La relazione di Loris D’Ambrosio

L’ipotesi di un’alleanza di Cosa Nostra con il terrorismo politico –segnatamente con la destra eversiva dei Nuclei armati rivoluzionari (Nar) e di Terza posizione (Tp) –è quella sulla quale stava lavorando Giovanni Falcone negli anni 1986-1987, prima di venire emarginato dai capi dei due uffici inquirenti palermitani. Il suo lavoro viene proseguito nel biennio 1988-1989, come si è già accennato, dal collega Loris D’Ambrosio, grande esperto di eversione di destra, il quale sta allora operando però all’interno dell’alto commissariato antimafia, che non ha certo la stessa incisività investigativa di un ufficio giudiziario inquirente. Ciò malgrado, il risultato del lavoro –la Relazione dell’8 settembre 1989 –è davvero un testo estremamente interessante.
Nella Relazione si osserva anzitutto come dalle indagini svolte sull’omicidio di Piersanti Mattarella non sia emersa nessuna pista investigativa volta a individuare gli autori materiali del fatto in soggetti gravitanti nelle organizzazioni mafiose.
I collaboratori di giustizia di estrazione mafiosa hanno infatti dichiarato di non sapere chi fossero i due killer, né a quale famiglia appartenessero. Inoltre, la signora Chiazzese non ha ravvisato nessuna somiglianza tra lo sparatore e le immagini di soggetti mafiosi che le sono state sottoposte. Va detto, però, che l’inesistenza di piste mafiose riconducibili agli autori materiali del crimine non implica affatto l’esclusione della matrice mafiosa dell’omicidio Mattarella. Del resto, come si è visto nel paragrafo precedente, le presumibili motivazioni del delitto si ricollegano proprio alle logiche di Cosa Nostra e non hanno nulla di sia pur larvatamente eversivo. Certamente non con riferimento all’eversione di sinistra, ma neanche con riferimento all’eversione di destra.
In particolare, per quanto riguarda il terrorismo di destra, se ci soffermiamo sulle «espressioni rivoluzionarie» che esso poteva presentare a quel tempo, dobbiamo riconoscere che il fatto criminoso di cui ci stiamo occupando non è riconducibile al cosiddetto terrorismo spontaneista (emulativo di quello di sinistra) schierato contro il sistema capitalistico e borghese, ovvero «contro una società massificante che soffoca le avanguardie “elitarie” chiamate a condurre il popolo alla rivoluzione e alla restaurazione eroica della spiritualità olimpico-solare».
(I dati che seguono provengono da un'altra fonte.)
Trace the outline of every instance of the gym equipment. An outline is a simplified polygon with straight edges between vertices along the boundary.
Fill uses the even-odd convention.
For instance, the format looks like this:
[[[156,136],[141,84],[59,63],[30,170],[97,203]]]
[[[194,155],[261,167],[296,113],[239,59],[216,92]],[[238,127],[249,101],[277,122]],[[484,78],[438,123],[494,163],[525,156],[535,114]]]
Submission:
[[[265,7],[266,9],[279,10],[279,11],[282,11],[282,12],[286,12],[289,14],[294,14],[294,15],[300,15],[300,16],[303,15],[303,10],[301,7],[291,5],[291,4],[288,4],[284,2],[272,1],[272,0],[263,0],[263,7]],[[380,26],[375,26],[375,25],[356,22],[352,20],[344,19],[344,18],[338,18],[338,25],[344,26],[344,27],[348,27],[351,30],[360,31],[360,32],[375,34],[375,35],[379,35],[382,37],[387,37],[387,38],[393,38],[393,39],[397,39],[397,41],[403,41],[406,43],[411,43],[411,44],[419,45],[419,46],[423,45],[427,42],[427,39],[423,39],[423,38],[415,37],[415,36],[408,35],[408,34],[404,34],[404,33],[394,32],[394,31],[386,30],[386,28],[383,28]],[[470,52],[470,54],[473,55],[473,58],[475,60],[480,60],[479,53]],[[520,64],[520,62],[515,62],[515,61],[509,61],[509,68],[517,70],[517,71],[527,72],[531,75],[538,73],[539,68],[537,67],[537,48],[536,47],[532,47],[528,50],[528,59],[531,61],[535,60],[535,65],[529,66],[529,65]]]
Né l’omicidio Mattarella è riconducibile «alle azioni esemplari in se stesse, dirette e punitive, capaci di disarticolare il sistema, e che qualunque camerata di fede è in grado di compiere».
Ecco allora che nella Relazione l’omicidio Mattarella viene rappresentato come un omicidio del tutto anomalo:«Maturato in quel composito ambiente umano e politico che, al fine di accrescere il proprio potere economico, affaristico e istituzionale […], si presta a gestire gli interessi pubblici secondo schemi e principi tipicamente delinquenziali […]. Non si tratta, allora, di un omicidio di mafia, ma di un omicidio di politica mafiosa: nel quale, cioè, la riferibilità alla mafia come “organizzazione” deve necessariamente stemperarsi attraverso una serie di passaggi mediati, di confluenze “operative” e “ideative” apparentemente disomogenee ma in grado di dare, nel loro complesso, il senso compiuto dell’antistato».
È questo – osserva ancora la Relazione – uno dei motivi, se non il motivo principale, per il quale l’esecuzione dell’omicidio non viene affidata ai killerdelle organizzazioni mafiose: tanto più che, in tal modo, si ottiene anche l’effetto di «disorientare l’opinione pubblica e l’apparato investigativo» e si dà agli stessi affiliati mafiosi «l’impressione di quanto devastante ed estesa sia la capacità di espansione e controllo che l’antistato è in grado di esercitare».